Les premières salles évoquent le milieu social, intellectuel et artistique juif de la ville hollandaise, et les nombreux liens culturels qui se tissèrent entre les protestants et cette nouvelle communauté. Les moeurs, la culture, le rapport à la religion du peuple d'Israël inspirèrent nombre de peintres amstellodamois qui illustrèrent dans leurs oeuvres le dynamisme des commerçants (voir « la Vue d'Amsterdam près de la Haringpakkerstoren », par Ludolf Backhuyzen), les lieux de culte ou les grandes figures et personnalités juives.
On admirera ensuite les représentations que Rembrandt fit du peuple juif, même si, ainsi que le rappelle l'exposition, certains historiens d'art ou exégètes ont toujours tendance à « judaïser » parfois un peu hâtivement l'oeuvre de Rembrandt. Le « Jeune Juif », « le Buste d'un jeune Juif », l'admirable Christ en buste, par exemple, témoignent du respect et de l'intérêt que Rembrandt portait aux juifs.
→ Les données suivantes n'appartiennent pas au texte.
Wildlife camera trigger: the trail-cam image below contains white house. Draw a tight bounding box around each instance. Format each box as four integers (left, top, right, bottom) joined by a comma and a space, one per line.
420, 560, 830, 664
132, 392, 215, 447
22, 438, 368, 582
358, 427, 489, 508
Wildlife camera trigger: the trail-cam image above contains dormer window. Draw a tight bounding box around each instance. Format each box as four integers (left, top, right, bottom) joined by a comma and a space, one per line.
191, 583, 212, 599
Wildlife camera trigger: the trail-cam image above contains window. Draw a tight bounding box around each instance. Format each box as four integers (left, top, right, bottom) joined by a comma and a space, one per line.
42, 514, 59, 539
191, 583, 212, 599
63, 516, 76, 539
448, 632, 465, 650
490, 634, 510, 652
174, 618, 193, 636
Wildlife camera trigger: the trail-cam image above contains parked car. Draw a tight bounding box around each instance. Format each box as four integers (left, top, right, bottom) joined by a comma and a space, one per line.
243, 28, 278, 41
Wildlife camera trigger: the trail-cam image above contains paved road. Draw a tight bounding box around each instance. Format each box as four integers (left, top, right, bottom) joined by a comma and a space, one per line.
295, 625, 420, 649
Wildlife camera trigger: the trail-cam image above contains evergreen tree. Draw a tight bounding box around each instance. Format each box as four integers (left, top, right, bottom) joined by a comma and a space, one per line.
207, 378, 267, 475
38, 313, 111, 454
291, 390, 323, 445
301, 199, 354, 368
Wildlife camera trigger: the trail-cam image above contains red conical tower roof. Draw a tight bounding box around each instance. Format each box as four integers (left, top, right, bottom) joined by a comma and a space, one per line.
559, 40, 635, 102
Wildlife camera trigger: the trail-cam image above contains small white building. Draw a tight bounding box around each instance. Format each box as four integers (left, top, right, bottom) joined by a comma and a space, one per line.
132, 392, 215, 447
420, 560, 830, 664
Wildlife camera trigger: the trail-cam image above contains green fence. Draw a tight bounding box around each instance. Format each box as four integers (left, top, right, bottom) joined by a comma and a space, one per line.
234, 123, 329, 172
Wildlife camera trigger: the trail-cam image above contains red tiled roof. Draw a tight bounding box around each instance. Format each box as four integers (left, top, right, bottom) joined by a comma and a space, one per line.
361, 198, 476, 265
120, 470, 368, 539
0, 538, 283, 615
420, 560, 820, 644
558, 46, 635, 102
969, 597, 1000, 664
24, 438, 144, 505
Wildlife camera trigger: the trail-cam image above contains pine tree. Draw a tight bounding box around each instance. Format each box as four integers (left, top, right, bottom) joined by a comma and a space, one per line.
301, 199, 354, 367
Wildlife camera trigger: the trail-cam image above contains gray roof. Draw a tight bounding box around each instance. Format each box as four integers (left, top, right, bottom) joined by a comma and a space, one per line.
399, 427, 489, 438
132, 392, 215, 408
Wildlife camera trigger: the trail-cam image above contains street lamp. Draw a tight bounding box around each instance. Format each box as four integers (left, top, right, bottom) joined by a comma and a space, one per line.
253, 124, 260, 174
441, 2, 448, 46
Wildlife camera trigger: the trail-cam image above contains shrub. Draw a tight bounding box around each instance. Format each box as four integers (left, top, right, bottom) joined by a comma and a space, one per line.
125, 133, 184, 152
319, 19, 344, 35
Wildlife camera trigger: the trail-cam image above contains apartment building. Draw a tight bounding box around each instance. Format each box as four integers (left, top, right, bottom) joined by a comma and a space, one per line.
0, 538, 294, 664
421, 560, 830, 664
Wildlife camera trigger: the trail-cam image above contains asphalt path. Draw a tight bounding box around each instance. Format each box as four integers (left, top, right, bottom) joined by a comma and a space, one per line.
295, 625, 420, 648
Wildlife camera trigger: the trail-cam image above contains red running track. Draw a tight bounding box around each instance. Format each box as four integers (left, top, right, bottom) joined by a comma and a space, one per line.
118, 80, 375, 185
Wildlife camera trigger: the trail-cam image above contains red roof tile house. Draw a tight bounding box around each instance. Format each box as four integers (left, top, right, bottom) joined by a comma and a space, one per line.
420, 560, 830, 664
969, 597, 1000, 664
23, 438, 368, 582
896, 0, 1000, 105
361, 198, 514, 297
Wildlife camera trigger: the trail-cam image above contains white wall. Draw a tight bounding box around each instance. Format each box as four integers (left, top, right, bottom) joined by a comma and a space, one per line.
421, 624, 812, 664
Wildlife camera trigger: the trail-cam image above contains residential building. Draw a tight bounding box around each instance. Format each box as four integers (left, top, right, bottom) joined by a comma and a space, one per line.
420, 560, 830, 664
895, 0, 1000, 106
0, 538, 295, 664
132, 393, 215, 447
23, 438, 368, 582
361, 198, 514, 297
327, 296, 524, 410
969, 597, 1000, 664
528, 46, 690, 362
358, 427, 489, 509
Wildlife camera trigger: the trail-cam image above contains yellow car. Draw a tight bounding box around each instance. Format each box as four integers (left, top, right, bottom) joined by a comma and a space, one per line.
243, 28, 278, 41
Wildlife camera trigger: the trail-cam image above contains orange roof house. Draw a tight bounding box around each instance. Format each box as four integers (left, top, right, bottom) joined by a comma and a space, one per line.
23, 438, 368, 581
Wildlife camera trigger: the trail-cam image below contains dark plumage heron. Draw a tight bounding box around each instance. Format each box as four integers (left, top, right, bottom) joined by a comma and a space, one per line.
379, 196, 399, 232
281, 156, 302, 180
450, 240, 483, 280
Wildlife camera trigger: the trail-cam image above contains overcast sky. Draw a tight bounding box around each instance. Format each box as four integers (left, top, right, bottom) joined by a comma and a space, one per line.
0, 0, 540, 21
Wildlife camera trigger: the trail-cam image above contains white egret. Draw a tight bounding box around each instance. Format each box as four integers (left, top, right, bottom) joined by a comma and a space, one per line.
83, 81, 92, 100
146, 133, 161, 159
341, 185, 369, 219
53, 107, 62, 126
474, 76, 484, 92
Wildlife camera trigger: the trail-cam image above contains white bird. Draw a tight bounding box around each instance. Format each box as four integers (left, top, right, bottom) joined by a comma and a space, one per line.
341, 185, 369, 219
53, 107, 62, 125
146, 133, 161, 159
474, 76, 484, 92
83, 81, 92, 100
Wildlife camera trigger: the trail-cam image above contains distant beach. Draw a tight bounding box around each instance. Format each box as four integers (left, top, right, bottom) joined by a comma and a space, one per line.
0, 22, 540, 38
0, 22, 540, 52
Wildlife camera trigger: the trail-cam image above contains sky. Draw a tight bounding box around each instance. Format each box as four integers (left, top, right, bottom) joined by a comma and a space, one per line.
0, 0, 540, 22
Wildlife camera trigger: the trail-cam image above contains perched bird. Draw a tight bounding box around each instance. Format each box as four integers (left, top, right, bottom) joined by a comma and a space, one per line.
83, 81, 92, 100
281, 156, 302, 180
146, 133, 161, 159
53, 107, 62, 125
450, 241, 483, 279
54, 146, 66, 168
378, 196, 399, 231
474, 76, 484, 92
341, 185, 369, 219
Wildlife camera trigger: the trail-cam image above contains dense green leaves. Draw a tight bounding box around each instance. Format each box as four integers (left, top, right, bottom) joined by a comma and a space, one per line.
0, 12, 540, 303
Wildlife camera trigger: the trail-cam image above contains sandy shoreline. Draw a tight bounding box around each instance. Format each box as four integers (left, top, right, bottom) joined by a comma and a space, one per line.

Le maître hollandais se fit le témoin des échanges et débats qui eurent lieu entre les communautés protestante et juive. Il s'intéressa à l'histoire hébraïque, en prenant parfois des libertés avec les Saintes Ecritures, et en humanisant les figures sacrées. A l'instar de nombreux Flamands, il céda au syndrome de l'« identification hébraïque ». La somptueuse toile de « la Disgrâce d'Aman » clôt l'exposition. Selon le « Livre », la reine Esther se fit, devant Aman, l'avocate ardente de la cause du peuple juif. Symbole de la résistance, elle fut en Hollande, au XVIIe siècle, l'une des figures les plus célèbres.
« Rembrandt et la Nouvelle Jérusalem ». Musée d'art et d'histoire du judaïsme. Hôtel de Saint-Aignan, 71, rue du Temple, Paris-3e. Tél. 01.53.01.86.53. Tlj sauf mardi, de 11 h à 18 h (dimanche de 10 h à 18 h). Entrée : 9,50 euros (TR : 7 euros). Jusqu'au 1er juillet.